The latter have evolved into the so-called “hug nerves,” which are activated by a very specific type of stimulation: a gentle touch at skin temperature, typical of a hug or a caress.

They are the gateway for neuronal entry to the rewarding and pleasurable signals of tactile social interactions, such as hugs.

According to this publication, touch is the first sense that begins to function in the womb around 14 weeks. And from the moment of birth, a mother’s gentle caress also works as a health benefit because it helps reduce heart rate and promotes the growth of brain cell connections.

When someone is hugged, the stimulation of the c-tactile afferents in the skin sends signals, through the spinal cord, to the brain’s emotion processing networks.

This generates a cascade of neurochemical signals that include the hormone oxytocin, important in social bonds, in reducing heart rate and also stress and anxiety levels.
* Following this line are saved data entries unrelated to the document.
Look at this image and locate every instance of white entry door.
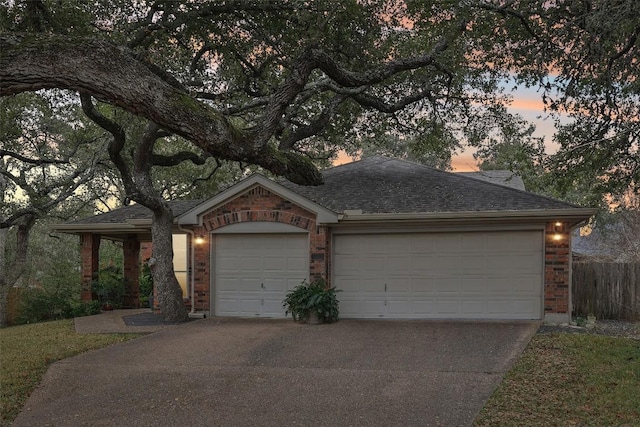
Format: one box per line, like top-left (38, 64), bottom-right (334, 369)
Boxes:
top-left (333, 231), bottom-right (543, 320)
top-left (214, 233), bottom-right (309, 317)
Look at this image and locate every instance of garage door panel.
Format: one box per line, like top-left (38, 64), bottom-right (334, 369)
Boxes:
top-left (410, 255), bottom-right (434, 271)
top-left (511, 276), bottom-right (542, 293)
top-left (214, 233), bottom-right (309, 318)
top-left (513, 299), bottom-right (539, 316)
top-left (460, 255), bottom-right (488, 272)
top-left (411, 299), bottom-right (437, 314)
top-left (360, 256), bottom-right (386, 272)
top-left (434, 255), bottom-right (463, 272)
top-left (334, 231), bottom-right (543, 320)
top-left (437, 299), bottom-right (461, 314)
top-left (486, 278), bottom-right (513, 293)
top-left (410, 236), bottom-right (435, 252)
top-left (385, 256), bottom-right (412, 272)
top-left (460, 277), bottom-right (487, 292)
top-left (461, 299), bottom-right (486, 314)
top-left (435, 277), bottom-right (461, 293)
top-left (411, 279), bottom-right (435, 293)
top-left (386, 277), bottom-right (412, 292)
top-left (387, 299), bottom-right (411, 315)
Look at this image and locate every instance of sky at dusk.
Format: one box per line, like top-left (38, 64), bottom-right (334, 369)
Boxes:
top-left (336, 85), bottom-right (560, 172)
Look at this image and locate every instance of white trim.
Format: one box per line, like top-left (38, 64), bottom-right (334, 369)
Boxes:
top-left (338, 208), bottom-right (597, 224)
top-left (331, 223), bottom-right (546, 235)
top-left (212, 221), bottom-right (309, 234)
top-left (177, 174), bottom-right (339, 225)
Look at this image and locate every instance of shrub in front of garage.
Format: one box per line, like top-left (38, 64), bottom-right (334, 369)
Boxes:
top-left (283, 279), bottom-right (340, 324)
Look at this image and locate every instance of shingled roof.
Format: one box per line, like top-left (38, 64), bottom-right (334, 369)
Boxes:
top-left (61, 156), bottom-right (587, 229)
top-left (66, 200), bottom-right (204, 225)
top-left (278, 156), bottom-right (578, 214)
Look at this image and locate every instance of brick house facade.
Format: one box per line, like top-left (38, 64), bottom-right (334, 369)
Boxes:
top-left (66, 157), bottom-right (594, 322)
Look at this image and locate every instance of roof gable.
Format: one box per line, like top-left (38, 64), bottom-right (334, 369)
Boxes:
top-left (177, 174), bottom-right (339, 225)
The release of endorphins in the brain's reward pathways triggers immediate feelings of pleasure and well-being derived from a hug or a caress.

Hugs can improve sleep since high levels of them cause fragmented sleep patterns or insomnia; hugging also reduces stress reactivity and develops resilience; and it could help fight infections because hormones such as oxytocin and cortisol influence the body's immune response.

Soon it will be International Hug Day, on January 21, but these lines talk about hugs because the end of the year is a special fertile ground for hugs to grow and multiply.

Although there’s not much to celebrate, although this 2024 that is already leaving leaves few smiles, it’s still worth hugging each other to tell each other that we still love and also to reward each other, because we were able to endure so much onslaught.

We are still here, about to tear off the last page of this calendar, repeating along with Eduardo Galeano – who wrote precisely this in his Book of Embraces – that “There’s only one place where yesterday and today meet and recognize each other and embrace each other, and that place is tomorrow.”